1
votes

Which are the rules that make an Interface capable of being used as trailing lambda argument?

I though that the only rule was for it to be having a unique function on its definition, however I got myself into the following problem:

I had this Java interface

public interface ToolbarFragmentCallBack {
    void onNavigationClick();
}

Called from a java class:

public void addToolBar(int container, String title, boolean isParent,
                       ToolbarFragment.ToolbarFragmentCallBack callback) {
      //do something
}

Which was called from both Kotlin and Java files:

Kotlin (1):

addToolBar(R.id.toolbar_fragment, toolbarTitle, toolbarParent) {
            presenter.onClickNavigationToolBar()
}

Java (2):

addToolBar(R.id.toolbar_fragment, definition.getTitle(), false, () -> {
            activity.onBackPressed();
        });

However, I recently migrated the interface to Kotlin:

interface ToolbarFragmentCallBack {
    fun onNavigationClick()
}

And now the **Kotlin (1) ** implementation calls don't compile, with message

Type mismatch: inferred type is () -> Unit but ToolbarFragment.ToolbarFragmentCallBack! was expected

1
Oh thank, you @jsamol, i didn't know it was only for Java interfaces.

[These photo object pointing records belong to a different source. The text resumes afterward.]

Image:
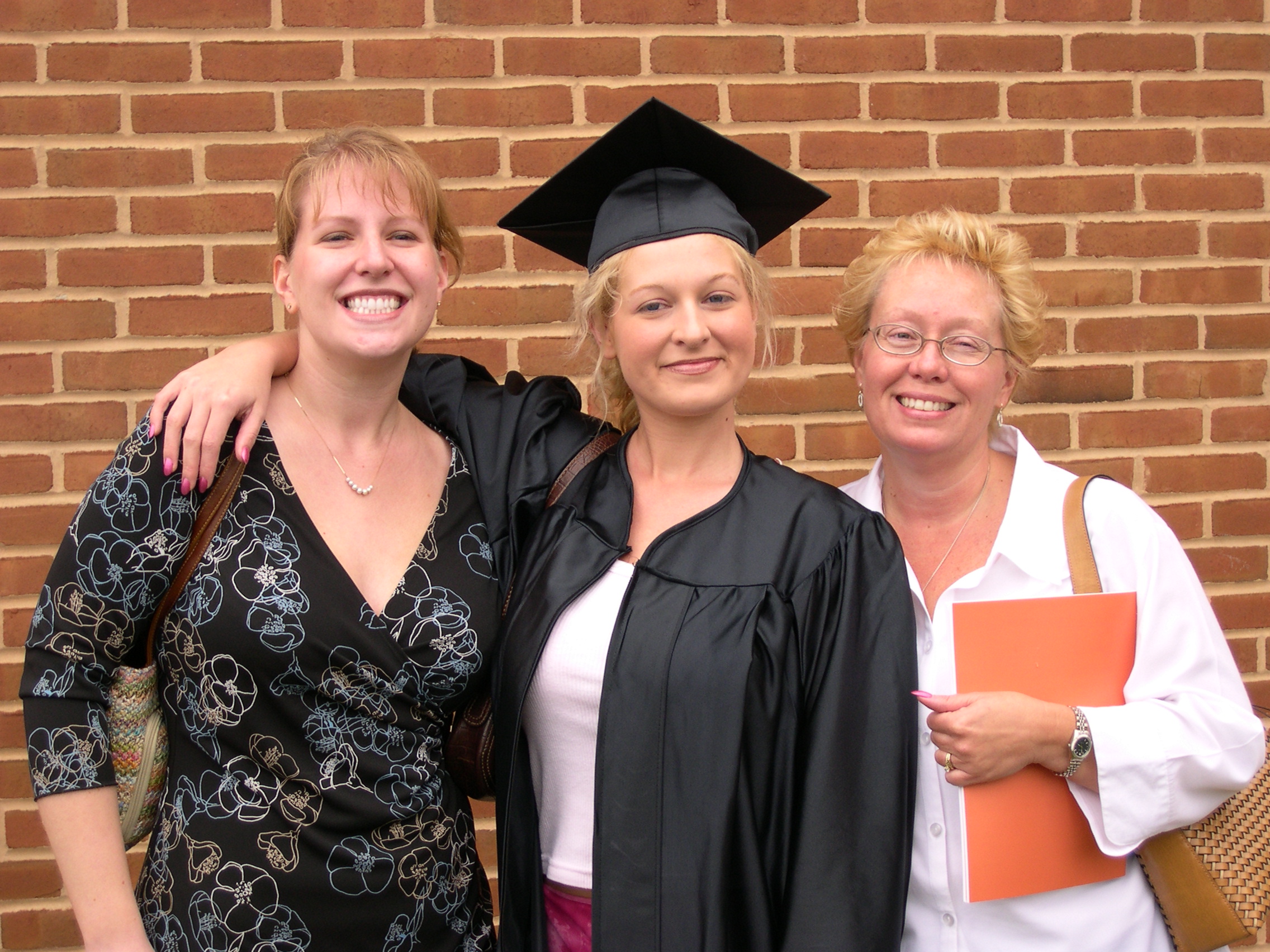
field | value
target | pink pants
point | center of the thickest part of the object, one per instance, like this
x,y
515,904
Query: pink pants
x,y
568,922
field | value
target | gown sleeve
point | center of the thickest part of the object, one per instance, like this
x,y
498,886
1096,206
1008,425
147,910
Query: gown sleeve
x,y
1187,738
517,437
852,825
110,574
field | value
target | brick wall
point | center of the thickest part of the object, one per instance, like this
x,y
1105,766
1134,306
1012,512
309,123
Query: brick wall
x,y
141,142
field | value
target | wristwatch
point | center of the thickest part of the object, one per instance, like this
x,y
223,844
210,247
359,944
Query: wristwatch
x,y
1081,744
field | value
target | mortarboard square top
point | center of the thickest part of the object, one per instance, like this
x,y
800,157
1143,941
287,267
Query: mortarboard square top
x,y
656,175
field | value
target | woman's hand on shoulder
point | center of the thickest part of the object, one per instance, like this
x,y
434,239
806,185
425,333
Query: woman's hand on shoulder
x,y
992,735
193,412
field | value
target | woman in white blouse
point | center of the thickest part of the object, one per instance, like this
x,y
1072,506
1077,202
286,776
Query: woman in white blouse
x,y
941,314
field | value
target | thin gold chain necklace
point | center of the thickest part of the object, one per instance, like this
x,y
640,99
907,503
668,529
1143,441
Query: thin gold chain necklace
x,y
358,491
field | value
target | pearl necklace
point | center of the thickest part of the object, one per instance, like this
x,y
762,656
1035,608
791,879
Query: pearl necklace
x,y
358,491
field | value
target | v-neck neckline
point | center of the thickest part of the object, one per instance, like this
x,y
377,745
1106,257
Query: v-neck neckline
x,y
376,617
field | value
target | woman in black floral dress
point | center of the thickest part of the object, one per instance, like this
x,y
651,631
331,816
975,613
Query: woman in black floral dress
x,y
310,667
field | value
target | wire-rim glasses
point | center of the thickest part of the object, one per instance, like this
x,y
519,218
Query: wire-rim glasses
x,y
964,349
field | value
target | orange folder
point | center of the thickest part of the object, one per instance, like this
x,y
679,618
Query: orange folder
x,y
1026,834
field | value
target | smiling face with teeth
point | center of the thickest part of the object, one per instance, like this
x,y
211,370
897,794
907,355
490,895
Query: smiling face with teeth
x,y
923,404
363,276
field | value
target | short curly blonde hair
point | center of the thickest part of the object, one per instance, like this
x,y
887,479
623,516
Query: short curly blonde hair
x,y
599,299
998,254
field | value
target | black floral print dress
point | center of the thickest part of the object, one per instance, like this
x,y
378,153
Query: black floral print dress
x,y
306,805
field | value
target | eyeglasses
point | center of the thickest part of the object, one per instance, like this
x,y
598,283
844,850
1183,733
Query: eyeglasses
x,y
964,349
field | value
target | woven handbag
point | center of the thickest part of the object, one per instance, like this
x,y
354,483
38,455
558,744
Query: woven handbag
x,y
470,745
1212,879
139,736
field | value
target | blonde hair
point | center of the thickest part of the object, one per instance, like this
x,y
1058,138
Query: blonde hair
x,y
386,160
599,299
998,254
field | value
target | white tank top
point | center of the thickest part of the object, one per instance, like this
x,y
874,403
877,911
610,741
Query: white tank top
x,y
561,717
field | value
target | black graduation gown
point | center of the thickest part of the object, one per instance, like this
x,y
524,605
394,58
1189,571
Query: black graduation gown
x,y
756,761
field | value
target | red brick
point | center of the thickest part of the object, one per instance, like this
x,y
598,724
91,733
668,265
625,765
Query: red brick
x,y
121,267
59,115
1202,474
486,306
1133,146
120,63
718,55
1075,385
1202,11
838,441
198,316
488,13
208,15
49,217
998,54
1241,517
1241,424
25,474
272,63
1230,563
1072,193
857,54
56,320
1093,99
1202,286
831,248
1203,192
376,15
788,102
571,56
1239,145
195,215
1238,51
606,104
26,374
1068,11
37,16
1141,428
932,101
1243,611
423,59
314,110
520,106
1136,334
491,355
17,63
1149,239
864,150
979,150
79,470
1202,98
1133,53
650,12
786,395
893,198
1236,332
120,168
946,12
241,264
203,112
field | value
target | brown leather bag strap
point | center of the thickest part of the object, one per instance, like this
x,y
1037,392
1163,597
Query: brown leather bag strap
x,y
210,515
1076,537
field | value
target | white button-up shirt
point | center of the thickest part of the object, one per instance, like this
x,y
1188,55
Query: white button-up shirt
x,y
1184,740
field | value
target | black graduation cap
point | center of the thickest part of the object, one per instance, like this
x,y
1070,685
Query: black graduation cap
x,y
660,174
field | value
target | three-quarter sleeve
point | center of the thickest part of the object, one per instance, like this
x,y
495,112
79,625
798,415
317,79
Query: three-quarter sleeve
x,y
857,748
1187,738
112,569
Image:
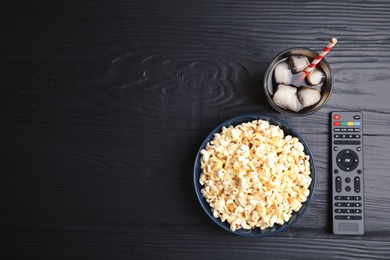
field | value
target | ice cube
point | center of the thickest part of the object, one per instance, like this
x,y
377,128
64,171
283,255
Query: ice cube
x,y
315,77
286,97
283,73
298,63
308,96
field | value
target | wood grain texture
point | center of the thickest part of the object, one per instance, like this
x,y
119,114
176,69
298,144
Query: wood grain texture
x,y
104,104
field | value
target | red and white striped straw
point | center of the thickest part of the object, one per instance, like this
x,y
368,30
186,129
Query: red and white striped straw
x,y
320,56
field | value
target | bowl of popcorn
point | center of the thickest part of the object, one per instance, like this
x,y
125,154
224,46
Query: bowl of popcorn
x,y
254,175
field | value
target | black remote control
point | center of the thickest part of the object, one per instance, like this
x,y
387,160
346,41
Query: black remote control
x,y
347,173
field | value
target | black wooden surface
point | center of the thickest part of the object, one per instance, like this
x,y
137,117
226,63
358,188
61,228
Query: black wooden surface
x,y
103,105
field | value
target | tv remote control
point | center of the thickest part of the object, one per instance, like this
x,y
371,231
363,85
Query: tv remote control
x,y
347,172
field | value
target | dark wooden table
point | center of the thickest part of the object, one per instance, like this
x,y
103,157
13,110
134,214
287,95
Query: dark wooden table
x,y
104,104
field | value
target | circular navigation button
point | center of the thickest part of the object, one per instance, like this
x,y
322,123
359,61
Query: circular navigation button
x,y
347,160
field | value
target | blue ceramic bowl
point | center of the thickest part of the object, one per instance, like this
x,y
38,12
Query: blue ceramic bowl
x,y
256,232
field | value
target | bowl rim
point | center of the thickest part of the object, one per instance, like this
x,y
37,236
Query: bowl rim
x,y
272,65
277,228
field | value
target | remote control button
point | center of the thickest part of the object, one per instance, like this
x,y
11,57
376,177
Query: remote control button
x,y
338,184
357,184
347,160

Do you want to post that as an answer so I can choose it as such?htafoya

1 Answers

5
votes

Edit:

It is now possible with Kotlin 1.4.

Note, however, that SAM conversions still won't work with standard interfaces, you have to explicitly declare your interface as a functional interface:

fun interface ToolbarFragmentCallBack {
    fun onNavigationClick()
}

addToolBar(R.id.toolbar_fragment, toolbarTitle, toolbarParent) {
    presenter.onClickNavigationToolBar()
}

Old Answer:

For now Kotlin supports SAM conversions for Java interfaces only (see docs):

Also note that this feature works only for Java interop; since Kotlin has proper function types, automatic conversion of functions into implementations of Kotlin interfaces is unnecessary and therefore unsupported.

However, that is about to change with the new version 1.4 (see What to Expect in Kotlin 1.4):

The community has requested us to introduce support for SAM conversions for Kotlin classes. [...] SAM conversions currently only work for Java interfaces and abstract classes. The initial idea behind this design was to use function types explicitly for such use-cases. It turned out, however, that function types and typealiases don’t cover all the use-cases, and people often had to keep an interface in Java only to get a SAM-conversion for it.